Kaitlin Reese ’20, who was part of the first cohort of Haverford students to declare an environmental studies major last spring, was drawn to the new major after developing her interests in applied math. In the Bryn Mawr math course “Math Modeling and Sustainability,” Reese and classmates worked with the Philadelphia Office of Sustainability to determine which city-owned building rooftops were most suitable for solar panels. Her “Plants and People” course taught by Jon Wilson afforded her the opportunity to travel to Trinidad and Tobago to study plant diversity with funding support from the Center for Peace and Global Citizenship, the Koshland Integrated Natural Science Center, and the John B. Hurford ’60 Center for Arts and Humanities.

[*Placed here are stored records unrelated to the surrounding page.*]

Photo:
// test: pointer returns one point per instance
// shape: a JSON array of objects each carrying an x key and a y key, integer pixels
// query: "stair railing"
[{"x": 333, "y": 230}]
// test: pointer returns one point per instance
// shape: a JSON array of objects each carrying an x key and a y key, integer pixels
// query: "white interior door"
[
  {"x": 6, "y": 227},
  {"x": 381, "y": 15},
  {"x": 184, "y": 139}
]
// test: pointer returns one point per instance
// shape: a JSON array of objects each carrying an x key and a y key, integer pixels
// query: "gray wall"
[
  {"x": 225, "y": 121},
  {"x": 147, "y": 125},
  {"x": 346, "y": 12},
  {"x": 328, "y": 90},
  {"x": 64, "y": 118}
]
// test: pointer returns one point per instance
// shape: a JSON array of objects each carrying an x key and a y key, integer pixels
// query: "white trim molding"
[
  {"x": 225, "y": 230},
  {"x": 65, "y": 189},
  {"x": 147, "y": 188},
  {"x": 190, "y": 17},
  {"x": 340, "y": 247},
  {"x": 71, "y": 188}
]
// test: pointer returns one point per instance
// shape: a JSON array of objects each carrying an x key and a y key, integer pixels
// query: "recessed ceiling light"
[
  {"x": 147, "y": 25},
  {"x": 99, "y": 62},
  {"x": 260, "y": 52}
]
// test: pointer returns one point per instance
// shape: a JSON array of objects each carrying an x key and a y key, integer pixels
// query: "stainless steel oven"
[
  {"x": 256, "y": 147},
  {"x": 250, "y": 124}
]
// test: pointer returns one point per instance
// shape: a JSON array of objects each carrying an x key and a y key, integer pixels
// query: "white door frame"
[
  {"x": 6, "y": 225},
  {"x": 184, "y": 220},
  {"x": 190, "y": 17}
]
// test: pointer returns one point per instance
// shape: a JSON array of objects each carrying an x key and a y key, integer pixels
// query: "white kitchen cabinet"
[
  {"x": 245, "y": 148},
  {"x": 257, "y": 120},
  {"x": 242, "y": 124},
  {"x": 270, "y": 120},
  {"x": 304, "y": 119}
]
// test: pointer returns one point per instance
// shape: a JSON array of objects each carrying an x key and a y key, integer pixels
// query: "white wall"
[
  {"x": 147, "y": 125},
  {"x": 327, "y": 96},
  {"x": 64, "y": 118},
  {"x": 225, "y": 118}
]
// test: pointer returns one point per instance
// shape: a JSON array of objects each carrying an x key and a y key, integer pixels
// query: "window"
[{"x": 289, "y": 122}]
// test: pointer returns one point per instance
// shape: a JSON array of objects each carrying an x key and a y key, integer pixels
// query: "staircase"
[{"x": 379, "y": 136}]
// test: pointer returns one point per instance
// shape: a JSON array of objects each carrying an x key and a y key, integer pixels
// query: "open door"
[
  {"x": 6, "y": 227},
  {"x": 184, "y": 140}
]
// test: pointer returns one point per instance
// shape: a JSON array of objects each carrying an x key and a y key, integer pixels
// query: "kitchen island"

“Both of these courses allowed me to pursue an education in environmental studies inside and outside of the classroom, which I think is what predominantly drew me to the major,” said Reese, who was originally planning on a math major and ES minor before the ES major was developed. “I think the minor provides a strong foundation for someone who knows they are interested in a certain subset of environmental [studies], such as political science or biology as they relate to the environment. However, the major allows students passionate about the environment to pursue a broader range of intersections between different disciplines.”
The trend set by the environmental studies program, explains Associate Professor of Chemistry and Provost Fran Blase, could be a sign of what’s to come in liberal arts education.
“We are tackling, in a lot of fields, really complex and difficult problems that can’t always be solved through one particular lens. Environmental studies certainly crystallizes a multi-faceted inquiry,” said Blase. “I’m a chemist, and environmental chemistry has been around a long time… It’s not like this is brand new, but the challenges we face right now with the environment are quite daunting. Bringing together researchers in scholarly fields like the humanities, the social sciences, and natural sciences for a multi-pronged approach is relevant and absolutely necessary.”
Interest in the new major is already robust, with 18 majors between Bryn Mawr and Haverford across the Classes of 2019–2021. In line with the department’s goals, the students interested in the programs bring their own differing interests in the field to common coursework, and the result, says Wilson, is a unique academic environment.
“Teaching a group of interdisciplinary students who are equally engaged from multiple perspectives is a real joy,” he said. “It enlightens and enlivens the classroom environment, and watching the students interact with each other, watching them collaborate and argue and discuss, it’s inspiring.”